O Ministério do Desenvolvimento Agrário contabiliza diferentes modalidades no total apresentado. Foram 59 mil famílias atendidas por novos assentamentos, 117 mil com propriedades reconhecidas e outras 90 mil beneficiadas pela regularização de lotes.
O resultado fica abaixo apenas do registrado no primeiro governo Lula, entre 2003 e 2006. Naquele período, 384 mil famílias entraram no programa pelos critérios adotados pela pasta.
Na comparação com o governo de Jair Bolsonaro, entre 2019 e 2022, o ministério aponta uma expansão do ritmo da reforma agrária. A gestão anterior incluiu 21 mil famílias no programa e concentrou sua política fundiária em processos de titulação de terras.
Programa Terra da Gente reúne diferentes formas de obtenção de áreas

O governo atribui a retomada a um conjunto de medidas chamado de “prateleira de terras”. A estratégia reúne desapropriação, compra e adjudicação, mecanismo que transfere para a União áreas pertencentes a grandes devedores.
A ministra do Desenvolvimento Agrário, Fernanda Machiaveli, afirmou que o programa Terra da Gente permitiu ampliar a disponibilidade de áreas. “Foi a estratégia fundamental para essa retomada, por destinar terras privadas, públicas e de grandes devedores para o assentamento de famílias de trabalhadores rurais”, disse.

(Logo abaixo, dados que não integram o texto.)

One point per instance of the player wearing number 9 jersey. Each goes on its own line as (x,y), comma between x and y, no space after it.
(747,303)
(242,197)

A ministra também citou o diálogo com movimentos sociais e a criação de 182 assentamentos. Segundo ela, o governo solucionou conflitos agrários históricos durante a execução da política.
Os investimentos em desenvolvimento dos assentamentos chegaram a R$ 2,9 bilhões. O ministério afirma que os recursos permitiram construir 19 mil casas e apoiar a produção agrícola das famílias assentadas.